Layer 6: Parcel and Ownership Data
Identifying who owns a site and whether they're likely to transact is the bridge from screening to acquisition.
What to pull:
County assessor records (most now available via public API or web scraping)
Regrid, LightBox or similar parcel aggregation platforms for clean national coverage
Secretary of state entity records for LLC ownership chains
UCC filings and title plant data for encumbrance screening
What to watch: LLC anonymity layers make true ownership verification slow. For large acquisitions, a title search is required regardless of what assessor records show. The assessor record tells you who paid taxes last year. The title plant tells you who can actually sign a deed.
How AI Changes the Assembly Process
The traditional approach: each data layer gets pulled by a different team member, formatted into a different spreadsheet, and manually cross-referenced. Two analysts, two weeks, for a 50-parcel screen.
Modern AI-assisted workflows run these layers in parallel. An agent ingests parcel boundaries, queries each relevant data source, scores each site against a defined criteria set, and returns a ranked shortlist with flagged issues. The analyst reviews the output rather than assembling it.
The real value isn't speed alone -- it's consistency. Manual screens miss things. Power availability gets skipped for sites where the team has a strong relationship with the local economic development office. Environmental flags get rationalized. AI-driven screens apply the same criteria to every parcel.

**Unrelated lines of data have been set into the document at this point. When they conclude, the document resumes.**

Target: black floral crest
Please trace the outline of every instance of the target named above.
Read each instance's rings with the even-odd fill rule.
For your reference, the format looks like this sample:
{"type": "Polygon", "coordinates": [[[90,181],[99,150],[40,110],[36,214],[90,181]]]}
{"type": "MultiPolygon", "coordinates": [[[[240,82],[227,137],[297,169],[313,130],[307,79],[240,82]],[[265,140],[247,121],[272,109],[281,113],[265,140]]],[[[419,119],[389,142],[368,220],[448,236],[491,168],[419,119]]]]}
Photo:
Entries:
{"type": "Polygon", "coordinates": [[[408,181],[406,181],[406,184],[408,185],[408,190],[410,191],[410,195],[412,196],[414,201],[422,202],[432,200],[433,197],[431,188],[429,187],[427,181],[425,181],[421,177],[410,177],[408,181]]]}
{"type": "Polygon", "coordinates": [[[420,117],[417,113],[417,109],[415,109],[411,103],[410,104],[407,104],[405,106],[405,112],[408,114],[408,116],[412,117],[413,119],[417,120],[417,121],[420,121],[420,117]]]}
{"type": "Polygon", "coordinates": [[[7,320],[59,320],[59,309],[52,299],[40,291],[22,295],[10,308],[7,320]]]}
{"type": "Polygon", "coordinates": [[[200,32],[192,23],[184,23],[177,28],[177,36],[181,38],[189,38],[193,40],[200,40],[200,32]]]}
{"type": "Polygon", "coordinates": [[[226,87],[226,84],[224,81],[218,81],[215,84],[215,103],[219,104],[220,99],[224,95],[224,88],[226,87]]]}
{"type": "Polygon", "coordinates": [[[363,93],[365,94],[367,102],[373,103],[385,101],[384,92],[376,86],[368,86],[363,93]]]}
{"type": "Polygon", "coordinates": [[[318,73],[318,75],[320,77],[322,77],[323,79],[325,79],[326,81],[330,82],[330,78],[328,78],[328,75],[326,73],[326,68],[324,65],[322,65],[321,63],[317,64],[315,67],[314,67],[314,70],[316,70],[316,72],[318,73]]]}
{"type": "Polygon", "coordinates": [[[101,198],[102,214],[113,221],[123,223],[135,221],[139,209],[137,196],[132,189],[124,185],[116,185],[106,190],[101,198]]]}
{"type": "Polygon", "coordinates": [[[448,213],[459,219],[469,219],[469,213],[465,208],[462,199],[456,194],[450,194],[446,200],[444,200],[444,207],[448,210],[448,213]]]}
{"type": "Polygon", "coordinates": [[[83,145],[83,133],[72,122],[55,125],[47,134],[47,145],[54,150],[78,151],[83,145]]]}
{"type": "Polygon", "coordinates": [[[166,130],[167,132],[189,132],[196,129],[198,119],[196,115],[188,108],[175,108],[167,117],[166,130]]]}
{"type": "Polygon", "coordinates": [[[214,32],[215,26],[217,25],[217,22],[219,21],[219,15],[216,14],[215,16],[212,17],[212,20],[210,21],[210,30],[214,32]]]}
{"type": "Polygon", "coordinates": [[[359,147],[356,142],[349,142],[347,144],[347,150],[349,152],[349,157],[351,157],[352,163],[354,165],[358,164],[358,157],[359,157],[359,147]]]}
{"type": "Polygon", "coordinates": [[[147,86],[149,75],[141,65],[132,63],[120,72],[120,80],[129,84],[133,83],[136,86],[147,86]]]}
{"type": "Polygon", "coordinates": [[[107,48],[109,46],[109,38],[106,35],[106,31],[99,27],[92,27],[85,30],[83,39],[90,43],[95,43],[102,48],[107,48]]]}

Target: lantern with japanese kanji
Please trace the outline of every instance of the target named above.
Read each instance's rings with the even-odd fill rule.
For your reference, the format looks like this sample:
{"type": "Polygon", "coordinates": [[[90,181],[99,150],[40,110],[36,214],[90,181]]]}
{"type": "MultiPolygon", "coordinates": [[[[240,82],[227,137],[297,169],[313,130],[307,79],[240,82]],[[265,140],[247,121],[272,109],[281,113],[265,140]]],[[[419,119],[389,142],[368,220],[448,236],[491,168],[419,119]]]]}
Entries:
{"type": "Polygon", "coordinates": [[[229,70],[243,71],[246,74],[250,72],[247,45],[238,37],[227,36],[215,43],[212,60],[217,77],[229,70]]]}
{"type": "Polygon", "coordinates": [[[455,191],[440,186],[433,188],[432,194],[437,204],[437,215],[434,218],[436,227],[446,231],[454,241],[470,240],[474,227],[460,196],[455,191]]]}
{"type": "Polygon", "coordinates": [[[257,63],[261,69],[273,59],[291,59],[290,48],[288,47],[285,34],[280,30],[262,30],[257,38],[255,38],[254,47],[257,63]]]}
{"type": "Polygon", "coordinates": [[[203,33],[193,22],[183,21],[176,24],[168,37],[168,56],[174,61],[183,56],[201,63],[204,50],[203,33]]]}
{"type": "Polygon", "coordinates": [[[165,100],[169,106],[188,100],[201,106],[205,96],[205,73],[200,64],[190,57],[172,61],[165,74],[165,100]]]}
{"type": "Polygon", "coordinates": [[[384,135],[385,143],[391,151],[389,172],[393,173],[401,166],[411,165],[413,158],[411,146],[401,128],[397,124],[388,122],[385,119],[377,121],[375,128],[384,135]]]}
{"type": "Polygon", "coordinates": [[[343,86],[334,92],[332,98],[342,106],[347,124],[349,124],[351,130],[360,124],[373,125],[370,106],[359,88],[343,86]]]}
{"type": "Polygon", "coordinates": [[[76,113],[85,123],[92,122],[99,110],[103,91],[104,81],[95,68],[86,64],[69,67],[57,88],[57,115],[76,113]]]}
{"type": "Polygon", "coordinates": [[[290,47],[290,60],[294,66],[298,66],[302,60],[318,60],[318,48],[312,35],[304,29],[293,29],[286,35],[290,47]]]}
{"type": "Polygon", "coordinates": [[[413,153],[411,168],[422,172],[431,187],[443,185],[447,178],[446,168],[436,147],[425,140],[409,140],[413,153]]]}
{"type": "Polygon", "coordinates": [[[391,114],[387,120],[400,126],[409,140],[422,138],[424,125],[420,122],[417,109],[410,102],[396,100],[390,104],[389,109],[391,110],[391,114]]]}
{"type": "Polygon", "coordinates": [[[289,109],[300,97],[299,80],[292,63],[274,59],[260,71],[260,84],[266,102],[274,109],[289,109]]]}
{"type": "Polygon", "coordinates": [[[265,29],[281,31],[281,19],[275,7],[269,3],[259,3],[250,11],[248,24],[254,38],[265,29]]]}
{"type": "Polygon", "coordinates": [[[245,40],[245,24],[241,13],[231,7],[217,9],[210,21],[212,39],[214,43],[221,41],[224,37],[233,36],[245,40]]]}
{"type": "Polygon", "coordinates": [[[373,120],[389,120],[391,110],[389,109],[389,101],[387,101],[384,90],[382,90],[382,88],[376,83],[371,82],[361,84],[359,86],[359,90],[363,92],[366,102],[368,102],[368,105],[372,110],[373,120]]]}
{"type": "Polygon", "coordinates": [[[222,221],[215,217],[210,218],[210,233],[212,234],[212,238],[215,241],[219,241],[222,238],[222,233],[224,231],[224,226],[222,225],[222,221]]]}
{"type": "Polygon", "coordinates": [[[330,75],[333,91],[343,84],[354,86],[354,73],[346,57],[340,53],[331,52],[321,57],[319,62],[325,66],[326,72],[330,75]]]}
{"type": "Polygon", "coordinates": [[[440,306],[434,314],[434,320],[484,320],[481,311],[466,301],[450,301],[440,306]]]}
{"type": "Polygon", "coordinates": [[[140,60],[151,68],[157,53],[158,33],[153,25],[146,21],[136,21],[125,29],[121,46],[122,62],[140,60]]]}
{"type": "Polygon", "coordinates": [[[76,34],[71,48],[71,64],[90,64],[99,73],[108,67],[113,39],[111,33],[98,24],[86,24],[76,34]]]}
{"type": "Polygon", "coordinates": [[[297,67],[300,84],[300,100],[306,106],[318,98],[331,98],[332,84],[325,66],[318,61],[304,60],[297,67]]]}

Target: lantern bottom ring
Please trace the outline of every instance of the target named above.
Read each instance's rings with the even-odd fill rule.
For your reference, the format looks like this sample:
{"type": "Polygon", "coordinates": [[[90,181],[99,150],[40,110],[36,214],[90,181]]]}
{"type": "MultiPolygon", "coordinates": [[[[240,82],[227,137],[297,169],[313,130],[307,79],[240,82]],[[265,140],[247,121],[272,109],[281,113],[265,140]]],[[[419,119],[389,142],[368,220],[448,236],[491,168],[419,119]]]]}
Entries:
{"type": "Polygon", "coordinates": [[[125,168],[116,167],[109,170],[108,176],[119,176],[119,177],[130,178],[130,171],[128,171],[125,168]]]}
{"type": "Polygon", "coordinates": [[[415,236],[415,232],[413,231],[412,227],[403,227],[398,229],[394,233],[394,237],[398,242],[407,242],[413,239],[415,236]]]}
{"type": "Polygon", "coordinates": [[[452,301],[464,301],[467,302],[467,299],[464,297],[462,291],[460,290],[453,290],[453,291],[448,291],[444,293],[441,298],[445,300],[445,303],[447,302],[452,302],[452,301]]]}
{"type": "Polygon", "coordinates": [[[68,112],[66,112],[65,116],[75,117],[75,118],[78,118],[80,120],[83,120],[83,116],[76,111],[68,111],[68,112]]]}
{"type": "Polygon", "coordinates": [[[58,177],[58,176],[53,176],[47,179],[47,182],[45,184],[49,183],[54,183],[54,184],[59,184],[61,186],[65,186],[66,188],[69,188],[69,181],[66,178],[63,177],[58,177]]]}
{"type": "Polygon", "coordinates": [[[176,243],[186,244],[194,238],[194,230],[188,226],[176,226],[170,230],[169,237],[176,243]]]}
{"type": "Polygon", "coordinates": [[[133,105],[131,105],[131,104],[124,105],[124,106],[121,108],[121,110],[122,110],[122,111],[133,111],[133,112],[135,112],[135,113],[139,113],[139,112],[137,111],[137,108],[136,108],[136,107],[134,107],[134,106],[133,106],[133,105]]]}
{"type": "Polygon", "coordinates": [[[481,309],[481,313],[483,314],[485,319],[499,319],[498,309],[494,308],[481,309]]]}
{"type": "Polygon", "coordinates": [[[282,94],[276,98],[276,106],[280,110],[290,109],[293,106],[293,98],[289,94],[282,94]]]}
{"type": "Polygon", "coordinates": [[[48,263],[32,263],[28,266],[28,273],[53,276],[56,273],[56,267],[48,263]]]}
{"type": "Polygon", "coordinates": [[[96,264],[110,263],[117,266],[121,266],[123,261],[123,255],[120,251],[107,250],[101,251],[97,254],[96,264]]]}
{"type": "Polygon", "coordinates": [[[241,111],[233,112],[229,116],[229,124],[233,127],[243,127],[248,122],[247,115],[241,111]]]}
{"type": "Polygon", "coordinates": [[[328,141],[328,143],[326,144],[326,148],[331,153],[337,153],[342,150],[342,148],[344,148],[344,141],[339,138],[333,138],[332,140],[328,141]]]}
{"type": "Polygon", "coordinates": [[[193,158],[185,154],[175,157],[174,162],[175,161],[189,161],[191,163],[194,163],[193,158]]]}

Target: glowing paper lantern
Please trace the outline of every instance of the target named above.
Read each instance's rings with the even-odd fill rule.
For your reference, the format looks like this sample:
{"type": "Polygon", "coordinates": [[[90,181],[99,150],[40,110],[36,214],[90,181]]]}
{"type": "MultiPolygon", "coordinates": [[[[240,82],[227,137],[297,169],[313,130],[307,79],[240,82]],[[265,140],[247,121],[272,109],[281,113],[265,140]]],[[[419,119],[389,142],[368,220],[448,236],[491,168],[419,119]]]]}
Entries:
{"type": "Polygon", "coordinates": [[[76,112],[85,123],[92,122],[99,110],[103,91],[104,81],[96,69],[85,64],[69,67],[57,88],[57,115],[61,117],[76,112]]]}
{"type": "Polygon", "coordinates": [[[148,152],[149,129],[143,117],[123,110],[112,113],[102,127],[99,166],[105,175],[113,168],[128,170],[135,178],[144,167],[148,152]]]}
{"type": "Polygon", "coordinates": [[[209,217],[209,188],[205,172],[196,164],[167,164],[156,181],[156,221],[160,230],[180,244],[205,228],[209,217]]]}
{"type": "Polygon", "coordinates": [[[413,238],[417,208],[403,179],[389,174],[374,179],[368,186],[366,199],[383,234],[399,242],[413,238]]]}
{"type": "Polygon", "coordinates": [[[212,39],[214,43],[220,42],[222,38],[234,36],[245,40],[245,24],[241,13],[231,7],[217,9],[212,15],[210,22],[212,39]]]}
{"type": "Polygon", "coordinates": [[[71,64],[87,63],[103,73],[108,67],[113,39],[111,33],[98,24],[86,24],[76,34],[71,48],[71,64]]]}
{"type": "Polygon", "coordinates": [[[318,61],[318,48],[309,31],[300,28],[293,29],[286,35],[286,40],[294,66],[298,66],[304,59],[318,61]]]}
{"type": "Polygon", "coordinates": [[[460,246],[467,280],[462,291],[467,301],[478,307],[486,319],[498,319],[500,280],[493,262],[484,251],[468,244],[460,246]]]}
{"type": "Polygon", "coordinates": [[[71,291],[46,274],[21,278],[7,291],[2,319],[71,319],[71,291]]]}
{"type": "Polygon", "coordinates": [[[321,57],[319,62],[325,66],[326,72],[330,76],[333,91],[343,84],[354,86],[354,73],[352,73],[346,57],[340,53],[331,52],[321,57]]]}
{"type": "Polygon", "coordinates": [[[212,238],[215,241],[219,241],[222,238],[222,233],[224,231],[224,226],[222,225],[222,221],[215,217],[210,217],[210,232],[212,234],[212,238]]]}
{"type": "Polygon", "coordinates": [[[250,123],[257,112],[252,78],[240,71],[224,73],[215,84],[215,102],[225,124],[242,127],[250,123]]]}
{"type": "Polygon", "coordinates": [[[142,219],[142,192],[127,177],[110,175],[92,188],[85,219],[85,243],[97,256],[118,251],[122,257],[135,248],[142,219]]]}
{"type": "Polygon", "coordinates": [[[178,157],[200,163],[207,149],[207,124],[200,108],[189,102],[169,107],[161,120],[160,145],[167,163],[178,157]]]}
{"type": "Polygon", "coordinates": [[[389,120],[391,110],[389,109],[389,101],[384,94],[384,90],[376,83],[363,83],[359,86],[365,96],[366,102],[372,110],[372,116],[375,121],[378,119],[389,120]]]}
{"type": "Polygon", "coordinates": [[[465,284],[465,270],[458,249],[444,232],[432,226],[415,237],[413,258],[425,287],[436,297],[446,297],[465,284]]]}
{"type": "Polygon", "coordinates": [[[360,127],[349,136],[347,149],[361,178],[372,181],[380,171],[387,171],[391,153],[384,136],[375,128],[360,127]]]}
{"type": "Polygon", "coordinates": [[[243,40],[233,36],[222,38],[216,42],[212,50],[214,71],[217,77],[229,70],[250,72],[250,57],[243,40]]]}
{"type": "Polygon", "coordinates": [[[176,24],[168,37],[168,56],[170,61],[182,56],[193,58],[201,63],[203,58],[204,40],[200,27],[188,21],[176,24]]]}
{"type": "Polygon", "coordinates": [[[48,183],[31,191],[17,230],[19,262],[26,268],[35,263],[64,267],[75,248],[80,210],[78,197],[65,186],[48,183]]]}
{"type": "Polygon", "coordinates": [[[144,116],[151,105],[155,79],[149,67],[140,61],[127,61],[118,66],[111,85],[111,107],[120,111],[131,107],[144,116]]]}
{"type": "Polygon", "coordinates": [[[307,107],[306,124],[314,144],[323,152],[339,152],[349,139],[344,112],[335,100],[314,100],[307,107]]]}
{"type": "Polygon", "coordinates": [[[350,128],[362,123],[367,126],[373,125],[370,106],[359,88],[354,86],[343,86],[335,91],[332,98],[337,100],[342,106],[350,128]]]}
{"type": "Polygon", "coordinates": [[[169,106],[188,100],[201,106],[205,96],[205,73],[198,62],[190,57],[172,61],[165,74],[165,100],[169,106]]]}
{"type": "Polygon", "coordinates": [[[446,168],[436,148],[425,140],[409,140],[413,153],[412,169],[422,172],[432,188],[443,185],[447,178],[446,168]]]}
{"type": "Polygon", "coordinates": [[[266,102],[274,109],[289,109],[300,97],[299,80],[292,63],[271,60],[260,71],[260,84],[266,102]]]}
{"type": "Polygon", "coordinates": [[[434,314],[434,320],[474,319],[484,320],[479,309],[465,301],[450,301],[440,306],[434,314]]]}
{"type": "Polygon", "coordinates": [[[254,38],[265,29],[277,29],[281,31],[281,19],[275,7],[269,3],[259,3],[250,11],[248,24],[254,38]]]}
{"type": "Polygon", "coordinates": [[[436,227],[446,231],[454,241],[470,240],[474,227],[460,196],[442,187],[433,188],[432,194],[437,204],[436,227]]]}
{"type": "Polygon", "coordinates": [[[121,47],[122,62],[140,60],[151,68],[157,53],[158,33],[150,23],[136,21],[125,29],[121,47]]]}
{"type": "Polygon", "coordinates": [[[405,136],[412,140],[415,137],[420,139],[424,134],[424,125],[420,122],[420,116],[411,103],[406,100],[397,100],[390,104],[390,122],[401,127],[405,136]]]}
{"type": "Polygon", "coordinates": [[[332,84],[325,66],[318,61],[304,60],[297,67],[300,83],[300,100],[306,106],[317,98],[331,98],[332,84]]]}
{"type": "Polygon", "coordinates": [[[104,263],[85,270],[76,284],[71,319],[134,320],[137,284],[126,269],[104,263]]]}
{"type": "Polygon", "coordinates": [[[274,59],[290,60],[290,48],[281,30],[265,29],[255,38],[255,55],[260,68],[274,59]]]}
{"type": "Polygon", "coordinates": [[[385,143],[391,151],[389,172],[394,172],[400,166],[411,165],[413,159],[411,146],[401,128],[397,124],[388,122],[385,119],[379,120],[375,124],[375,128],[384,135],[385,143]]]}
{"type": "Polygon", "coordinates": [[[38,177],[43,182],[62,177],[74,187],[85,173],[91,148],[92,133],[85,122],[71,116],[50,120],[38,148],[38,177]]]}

Where human judgment stays critical: Interpreting utility capacity signals (utilities often understate available capacity in formal queues), reading local political dynamics and deciding whether a flagged risk is a dealbreaker or manageable. The sites development teams are winning are the ones where the data was assembled faster and acted on before competing buyers knew the site was available.